Yeah, just smoke it in a foil pan with some extra support under the foil pan.
Of course you won't get a real good bark on it.  
Smokin Al had a good method for smoking small briskets with a minimal fat cap but I am unable to locate that post.


----------



## KrisUpInSmoke (Jan 3, 2019)

SecondHandSmoker said:


> Yeah, just smoke it in a foil pan with some extra support under the foil pan.
> Of course you won't get a real good bark on it.
> Smokin Al had a good method for smoking small briskets with a minimal fat cap but I am unable to locate that post.




 DustyJoe84


Think this is the recipe you're looking for,
https://www.smokingmeatforums.com/threads/brisket-flat-my-way.277499/


----------



## SecondHandSmoker (Jan 3, 2019)

KrisUpInSmoke said:


> DustyJoe84
> 
> 
> Think this is the recipe you're looking for,
> https://www.smokingmeatforums.com/threads/brisket-flat-my-way.277499/



Kris,
Thank you for coming to the rescue.
I could have sworn I had it book marked.


----------



## DustyJoe84 (Jan 4, 2019)

SecondHandSmoker said:


> Yeah, just smoke it in a foil pan with some extra support under the foil pan.
> Of course you won't get a real good bark on it.
> Smokin Al had a good method for smoking small briskets with a minimal fat cap but I am unable to locate that post.





KrisUpInSmoke said:


> DustyJoe84
> 
> 
> Think this is the recipe you're looking for,
> https://www.smokingmeatforums.com/threads/brisket-flat-my-way.277499/



Thanks guys!
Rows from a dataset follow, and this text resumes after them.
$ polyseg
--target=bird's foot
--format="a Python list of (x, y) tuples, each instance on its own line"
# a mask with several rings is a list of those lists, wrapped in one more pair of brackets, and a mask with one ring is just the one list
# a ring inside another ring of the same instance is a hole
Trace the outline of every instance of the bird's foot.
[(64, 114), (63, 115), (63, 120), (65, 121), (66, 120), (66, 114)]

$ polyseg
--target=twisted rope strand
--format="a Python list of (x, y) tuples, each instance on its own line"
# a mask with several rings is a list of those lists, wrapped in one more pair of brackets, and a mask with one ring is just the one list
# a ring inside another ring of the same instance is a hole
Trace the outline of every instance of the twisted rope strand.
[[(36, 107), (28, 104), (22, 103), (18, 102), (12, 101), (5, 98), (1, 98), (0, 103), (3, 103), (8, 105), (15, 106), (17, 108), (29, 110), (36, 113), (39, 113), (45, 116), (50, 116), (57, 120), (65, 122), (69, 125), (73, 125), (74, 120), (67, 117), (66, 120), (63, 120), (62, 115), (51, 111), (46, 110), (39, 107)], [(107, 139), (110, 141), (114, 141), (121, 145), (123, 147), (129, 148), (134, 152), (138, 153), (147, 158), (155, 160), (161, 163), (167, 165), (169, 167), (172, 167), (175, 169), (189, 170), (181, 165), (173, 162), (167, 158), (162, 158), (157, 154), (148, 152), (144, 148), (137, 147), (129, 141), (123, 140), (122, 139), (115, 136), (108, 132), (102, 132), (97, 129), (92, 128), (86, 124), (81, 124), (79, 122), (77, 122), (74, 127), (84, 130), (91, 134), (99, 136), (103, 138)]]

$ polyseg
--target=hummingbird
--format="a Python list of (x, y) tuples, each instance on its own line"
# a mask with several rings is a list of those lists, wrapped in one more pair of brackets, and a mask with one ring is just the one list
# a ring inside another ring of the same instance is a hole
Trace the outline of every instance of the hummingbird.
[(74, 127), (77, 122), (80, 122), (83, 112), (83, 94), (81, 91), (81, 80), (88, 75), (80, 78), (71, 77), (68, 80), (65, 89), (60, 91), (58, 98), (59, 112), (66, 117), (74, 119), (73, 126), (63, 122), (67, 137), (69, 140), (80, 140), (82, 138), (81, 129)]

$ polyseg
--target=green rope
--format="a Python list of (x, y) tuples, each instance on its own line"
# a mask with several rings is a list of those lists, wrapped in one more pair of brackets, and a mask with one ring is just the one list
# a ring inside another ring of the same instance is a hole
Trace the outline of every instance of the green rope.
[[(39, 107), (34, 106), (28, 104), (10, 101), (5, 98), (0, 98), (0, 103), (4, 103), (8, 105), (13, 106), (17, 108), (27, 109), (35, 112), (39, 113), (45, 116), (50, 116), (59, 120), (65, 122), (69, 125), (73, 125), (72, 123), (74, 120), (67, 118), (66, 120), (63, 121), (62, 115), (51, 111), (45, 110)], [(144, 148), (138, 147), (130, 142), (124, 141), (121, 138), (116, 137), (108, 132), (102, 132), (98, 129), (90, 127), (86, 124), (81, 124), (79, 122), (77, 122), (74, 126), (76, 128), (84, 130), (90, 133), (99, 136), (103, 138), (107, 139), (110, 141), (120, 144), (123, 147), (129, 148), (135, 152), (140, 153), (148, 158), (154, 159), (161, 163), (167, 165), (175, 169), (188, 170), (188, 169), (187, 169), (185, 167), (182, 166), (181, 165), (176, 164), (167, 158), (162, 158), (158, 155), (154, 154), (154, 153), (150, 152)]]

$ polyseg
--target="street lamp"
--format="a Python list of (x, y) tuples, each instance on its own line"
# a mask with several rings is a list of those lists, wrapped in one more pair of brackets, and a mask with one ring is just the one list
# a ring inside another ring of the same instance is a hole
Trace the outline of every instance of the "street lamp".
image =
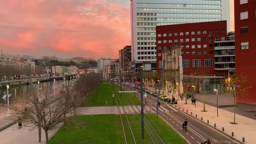
[(218, 105), (218, 91), (219, 91), (219, 90), (217, 89), (214, 89), (214, 91), (216, 91), (216, 95), (217, 95), (217, 117), (218, 117), (219, 114), (218, 113), (218, 107), (219, 107), (219, 105)]
[(196, 108), (196, 86), (195, 85), (192, 85), (192, 87), (194, 88), (194, 93), (195, 94), (195, 99), (194, 100), (194, 103), (195, 103), (195, 108)]
[(7, 88), (7, 107), (8, 107), (8, 110), (7, 111), (7, 116), (11, 116), (11, 111), (10, 111), (10, 110), (9, 108), (9, 97), (10, 97), (10, 96), (11, 96), (12, 95), (10, 95), (9, 94), (9, 85), (7, 84), (7, 85), (6, 85), (6, 88)]

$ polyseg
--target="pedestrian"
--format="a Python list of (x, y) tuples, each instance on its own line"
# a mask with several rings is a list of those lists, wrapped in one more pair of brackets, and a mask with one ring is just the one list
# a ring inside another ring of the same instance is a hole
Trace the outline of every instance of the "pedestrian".
[(22, 124), (21, 123), (21, 118), (20, 117), (18, 118), (18, 125), (19, 125), (19, 129), (20, 129), (22, 126)]

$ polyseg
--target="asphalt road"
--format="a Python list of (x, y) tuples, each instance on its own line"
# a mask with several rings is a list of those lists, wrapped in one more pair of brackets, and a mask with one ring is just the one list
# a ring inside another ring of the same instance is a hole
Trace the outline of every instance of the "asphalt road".
[[(120, 85), (120, 83), (119, 83)], [(123, 86), (123, 85), (122, 85)], [(126, 89), (134, 88), (130, 85), (125, 85)], [(140, 90), (136, 89), (137, 91)], [(137, 92), (136, 96), (140, 99), (140, 92)], [(152, 100), (152, 102), (151, 102)], [(233, 138), (225, 135), (221, 132), (215, 130), (210, 126), (200, 121), (199, 120), (192, 118), (183, 111), (176, 109), (174, 107), (167, 104), (161, 100), (162, 104), (159, 109), (159, 116), (169, 124), (173, 128), (175, 129), (184, 137), (185, 137), (191, 144), (201, 144), (204, 142), (207, 139), (210, 139), (212, 144), (237, 144), (236, 140), (232, 140)], [(152, 109), (156, 111), (156, 97), (149, 94), (147, 94), (147, 101), (148, 105), (151, 107)], [(144, 97), (144, 101), (145, 98)], [(152, 105), (152, 106), (151, 106)], [(175, 105), (173, 105), (174, 106)], [(188, 121), (188, 131), (186, 132), (182, 129), (182, 124), (187, 119)], [(171, 137), (171, 135), (170, 136)]]

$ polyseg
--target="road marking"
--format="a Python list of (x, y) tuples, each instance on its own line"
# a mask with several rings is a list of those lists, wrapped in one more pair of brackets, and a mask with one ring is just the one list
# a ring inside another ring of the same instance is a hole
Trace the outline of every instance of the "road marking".
[(171, 106), (167, 106), (167, 107), (168, 108), (171, 108), (174, 111), (178, 111), (176, 110), (175, 108), (173, 108), (172, 107), (171, 107)]

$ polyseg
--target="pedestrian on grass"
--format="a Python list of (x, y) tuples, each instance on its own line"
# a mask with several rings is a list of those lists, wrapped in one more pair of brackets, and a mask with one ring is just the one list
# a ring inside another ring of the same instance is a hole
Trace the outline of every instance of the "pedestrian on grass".
[(18, 125), (19, 125), (19, 129), (20, 129), (22, 127), (22, 124), (21, 123), (21, 118), (19, 117), (18, 118)]

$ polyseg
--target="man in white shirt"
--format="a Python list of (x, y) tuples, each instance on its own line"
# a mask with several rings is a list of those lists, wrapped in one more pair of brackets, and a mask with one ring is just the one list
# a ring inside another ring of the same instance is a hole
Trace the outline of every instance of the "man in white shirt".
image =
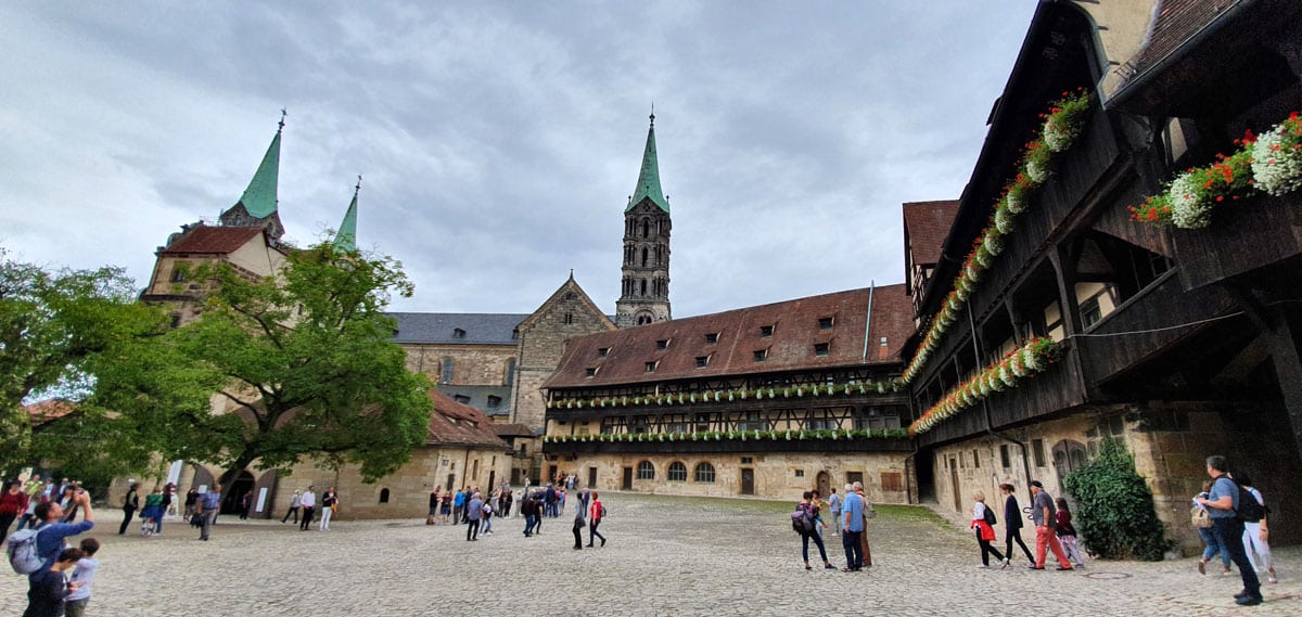
[(303, 522), (298, 526), (299, 531), (307, 531), (312, 525), (312, 515), (316, 514), (316, 486), (312, 484), (303, 491), (303, 496), (298, 500), (298, 505), (303, 508)]

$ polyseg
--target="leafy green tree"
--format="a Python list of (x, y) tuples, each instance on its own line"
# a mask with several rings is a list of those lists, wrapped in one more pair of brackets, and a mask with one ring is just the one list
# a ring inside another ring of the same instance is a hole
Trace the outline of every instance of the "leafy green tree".
[[(118, 422), (112, 404), (194, 397), (177, 371), (148, 371), (167, 355), (167, 316), (135, 301), (122, 269), (47, 272), (0, 249), (0, 469), (43, 463), (103, 483), (150, 467), (161, 444)], [(118, 379), (133, 372), (142, 379)], [(70, 411), (33, 426), (23, 404), (52, 397)]]
[(221, 376), (214, 402), (232, 410), (169, 428), (187, 458), (228, 475), (255, 462), (350, 462), (365, 480), (410, 459), (432, 404), (383, 314), (391, 294), (411, 294), (400, 263), (326, 242), (290, 253), (277, 277), (219, 264), (197, 279), (211, 294), (199, 319), (173, 332), (176, 349)]
[(1099, 456), (1062, 480), (1075, 497), (1081, 543), (1108, 558), (1160, 561), (1170, 545), (1152, 505), (1152, 491), (1125, 445), (1107, 437)]

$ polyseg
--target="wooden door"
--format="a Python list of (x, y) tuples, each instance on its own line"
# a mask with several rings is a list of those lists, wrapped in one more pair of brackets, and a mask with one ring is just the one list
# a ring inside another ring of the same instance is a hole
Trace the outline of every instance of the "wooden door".
[(954, 492), (954, 512), (963, 512), (963, 493), (958, 491), (958, 459), (949, 457), (949, 482)]

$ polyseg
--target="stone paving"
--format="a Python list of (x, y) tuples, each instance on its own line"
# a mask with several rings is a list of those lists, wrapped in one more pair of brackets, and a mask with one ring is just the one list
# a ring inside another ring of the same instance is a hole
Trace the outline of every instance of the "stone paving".
[[(99, 512), (90, 535), (104, 547), (89, 613), (1302, 614), (1302, 547), (1276, 549), (1280, 583), (1263, 586), (1264, 605), (1240, 608), (1230, 599), (1238, 578), (1200, 577), (1194, 558), (978, 569), (973, 536), (922, 508), (883, 508), (868, 528), (876, 565), (845, 574), (803, 569), (792, 504), (616, 492), (602, 501), (609, 543), (583, 551), (572, 549), (572, 509), (546, 519), (542, 535), (525, 538), (519, 518), (497, 519), (495, 534), (474, 543), (464, 526), (423, 521), (336, 518), (320, 532), (233, 515), (211, 542), (181, 523), (143, 539), (117, 536), (121, 514)], [(828, 540), (828, 557), (844, 565), (840, 539)], [(0, 616), (22, 612), (26, 588), (25, 577), (0, 574)]]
This is very helpful!


----------



## illini40 (Jan 4, 2019)

I would definitely recommend following Al's guide for this brisket.

Here is a link to a smaller brisket that I did this summer.  It was a flat (lean part) and it too, did not have a full fat cap.  I used a lot of Al's ideas, around using a pan with some broth, etc.  Hopefully this will help as well: https://www.smokingmeatforums.com/threads/small-briskret-is-on-q-view.277764/


----------



## GATOR240 (Jan 5, 2019)

KrisUpInSmoke said:


> DustyJoe84
> 
> 
> Think this is the recipe you're looking for,
> https://www.smokingmeatforums.com/threads/brisket-flat-my-way.277499/


That is the receipe, I used it last summer and it couldn't have come out any better!


----------